The first day of Pre-AP

The first day of Pre-AP

I will be attending a Pre-AP vertical teaming conference this entire week. I was excited about discussing rigorous classrooms and genuine vertical articulation, but what I found was a lot of talk about giving access to AP classes in Junior and Senior year of high school for all students by giving kids skills to handle AP level work in the middle school. I loved our discussion yesterday about creating equity in our schools. Here are comments, questions, quotes, and group generated writings that I experienced yesterday.

Our group definition for Equity: Access to opportunity with unlimited guidance and support.

We need to eliminate the gatekeepers at our school. They treat learning as an elitist act. You need to socialize students to intelligence. Gatekeepers are teachers who prevent access to learning because they have a problem with a disposition or a type of intelligence.

You don’t have to be the smartest teacher in the world. You simply have to be resourceful.

In order to make sure that kids are prepared, there must be a discussion among teachers about what the expectations will be throughout the years.

Part of learning is failure.

Exposure alone to rigorous curriculum is going to prepare you later in life, as long as the support is there so that students don’t feel like a failure.

Be a talent scout for kids, especially the ones that don’t look like the typical AP-Student.

Strategies are a lifeline for students to be successful in the rigorous classroom.

We should echo students’ language in order to value their background, we should show how our language translates to theirs.

Learning is not a sprint; it is a marathon.
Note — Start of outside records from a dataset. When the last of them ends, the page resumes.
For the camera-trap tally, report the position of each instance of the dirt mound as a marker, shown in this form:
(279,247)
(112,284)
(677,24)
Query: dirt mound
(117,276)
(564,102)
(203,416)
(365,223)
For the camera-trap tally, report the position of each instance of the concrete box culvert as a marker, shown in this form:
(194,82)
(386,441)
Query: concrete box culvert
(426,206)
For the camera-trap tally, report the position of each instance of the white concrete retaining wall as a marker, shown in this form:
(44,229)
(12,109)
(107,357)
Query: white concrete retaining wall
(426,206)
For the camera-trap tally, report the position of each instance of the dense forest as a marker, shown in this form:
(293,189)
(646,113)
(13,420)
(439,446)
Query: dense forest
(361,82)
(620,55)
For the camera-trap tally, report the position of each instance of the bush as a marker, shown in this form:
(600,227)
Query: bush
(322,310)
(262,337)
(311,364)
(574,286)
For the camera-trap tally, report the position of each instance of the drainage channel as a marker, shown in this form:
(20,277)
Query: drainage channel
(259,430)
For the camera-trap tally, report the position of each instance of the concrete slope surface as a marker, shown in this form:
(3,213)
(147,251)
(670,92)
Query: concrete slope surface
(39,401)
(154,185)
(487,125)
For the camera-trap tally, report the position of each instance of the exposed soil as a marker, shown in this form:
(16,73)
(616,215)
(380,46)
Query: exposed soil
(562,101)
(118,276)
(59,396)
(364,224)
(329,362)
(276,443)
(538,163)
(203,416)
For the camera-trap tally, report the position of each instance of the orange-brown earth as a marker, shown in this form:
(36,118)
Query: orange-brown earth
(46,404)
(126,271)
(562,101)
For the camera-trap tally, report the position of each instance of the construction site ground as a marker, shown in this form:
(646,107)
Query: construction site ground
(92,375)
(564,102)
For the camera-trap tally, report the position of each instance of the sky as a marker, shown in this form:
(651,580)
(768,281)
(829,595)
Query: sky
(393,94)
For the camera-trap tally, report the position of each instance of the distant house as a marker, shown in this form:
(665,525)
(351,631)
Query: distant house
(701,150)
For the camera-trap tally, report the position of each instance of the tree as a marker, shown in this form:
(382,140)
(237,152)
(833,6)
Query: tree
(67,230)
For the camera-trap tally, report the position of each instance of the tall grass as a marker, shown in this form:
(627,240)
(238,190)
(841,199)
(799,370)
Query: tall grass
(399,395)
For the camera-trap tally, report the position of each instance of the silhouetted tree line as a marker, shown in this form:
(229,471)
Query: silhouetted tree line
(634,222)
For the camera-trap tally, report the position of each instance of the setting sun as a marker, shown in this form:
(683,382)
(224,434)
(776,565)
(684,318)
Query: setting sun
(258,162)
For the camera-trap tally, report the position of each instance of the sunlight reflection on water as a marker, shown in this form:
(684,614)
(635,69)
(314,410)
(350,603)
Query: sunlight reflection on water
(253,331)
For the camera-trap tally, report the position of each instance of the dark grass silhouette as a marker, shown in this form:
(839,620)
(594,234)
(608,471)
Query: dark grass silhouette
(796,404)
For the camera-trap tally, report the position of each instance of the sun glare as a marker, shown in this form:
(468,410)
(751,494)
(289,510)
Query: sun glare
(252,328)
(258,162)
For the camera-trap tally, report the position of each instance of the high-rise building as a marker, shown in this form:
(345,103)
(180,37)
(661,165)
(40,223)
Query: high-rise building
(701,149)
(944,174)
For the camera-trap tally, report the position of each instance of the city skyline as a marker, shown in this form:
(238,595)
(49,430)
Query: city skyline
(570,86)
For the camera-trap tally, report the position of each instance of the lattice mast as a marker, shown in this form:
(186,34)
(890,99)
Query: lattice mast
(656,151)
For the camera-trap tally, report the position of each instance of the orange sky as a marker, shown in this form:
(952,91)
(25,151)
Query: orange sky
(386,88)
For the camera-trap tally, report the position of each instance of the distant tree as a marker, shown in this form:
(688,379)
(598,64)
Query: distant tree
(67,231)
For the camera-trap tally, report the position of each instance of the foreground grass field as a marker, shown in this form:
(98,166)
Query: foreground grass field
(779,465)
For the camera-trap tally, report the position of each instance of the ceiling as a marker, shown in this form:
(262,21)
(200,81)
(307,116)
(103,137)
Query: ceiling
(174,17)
Rubric for Access and Equity

Teachers/Administration Students Parents
4 Actively promote rigorous classes for all students. Are enfranchised to make decisions about appropriately rigorous classes Advocates for an inclusive program and encourages student responsibility
3 Recognize need and working toward greater levels of access for all students Simply Enjoy the diversity Recognize value for all
2 Superficially recognize need, but no action taken (lip-service) Social Expectations Only concerned with own students
1 Gate-Keepers Grade-Grubbing or Apathetic Apathetic or uninformed

Alternate Rubric for Access and Equity

4 3 2 1
Students WANT to enroll in AP courses; there is a waiting list to get in. Teachers actively recruit students to enroll in AP classes An open enrollment policy exists but not many students are interested. Students must all qualify for enrollment in AP classes.
Population of AP classes is diverse Population is diverse Population of ap courses is only partially diverse. Population is elitest
80% of AP students take the AP exam 70% of students take the AP test 60% of students take the AP tests 50% or fewer take test
Resources and support and well established in the building and often used by students Resources are support are available and developing Minimal resources and support available to AP students Little to no support is available for AP students.
AP teachers are given time to collaborate and attend AP training Professional resources are available in building Professional Development resources are available but not well-known or used Teachers research and locate AP info on their own.

In elementary school some parents are helicopter parents, but in high school they turn into black hawk down parents.

What does it mean to be in a rigorous classroom? Does it mean that everyone can get an A or a B? How do we communicate this to students/parents?

In order for a rigorous curriculum to take hold and be sustainable, we must have coordinated support from administration, teachers, parents, and community.

Intelligence is not static. It can be honed and solidified with strategies.

Learning is learning no matter where you are or what you are doing, we only attach elitism when it comes to academics.

You cannot laugh at true learning.

There is no such thing as Pre-AP classes. All classes should provide strategies for students to succeed in a rigorous high school and college classroom.

We need students to have a repertoire of automatic strategies. Students should be able to decide for themselves which one is the most appropriate.

If we don’t use our professional development time wisely (taking it back to the classroom) then we are wasting taxpayer dollars and the time of everyone involved.

Do we need to embarrass our reluctant teachers into signing on to engage in collaboration and academically rigorous classes?

Can we get money to work on weekends toward vertical teams?

I know that as a proficient reader, I have developed my own shorthand and language for coding a text. Is it more helpful to have a set list of codes for reading, or is it better to let students make up their own and create a language similar to the way I did?

If you say: Annotate the text, how many kids would actually do it? What would they think that annotating the text means that they should do?

Never put someone down without showing them the way back up.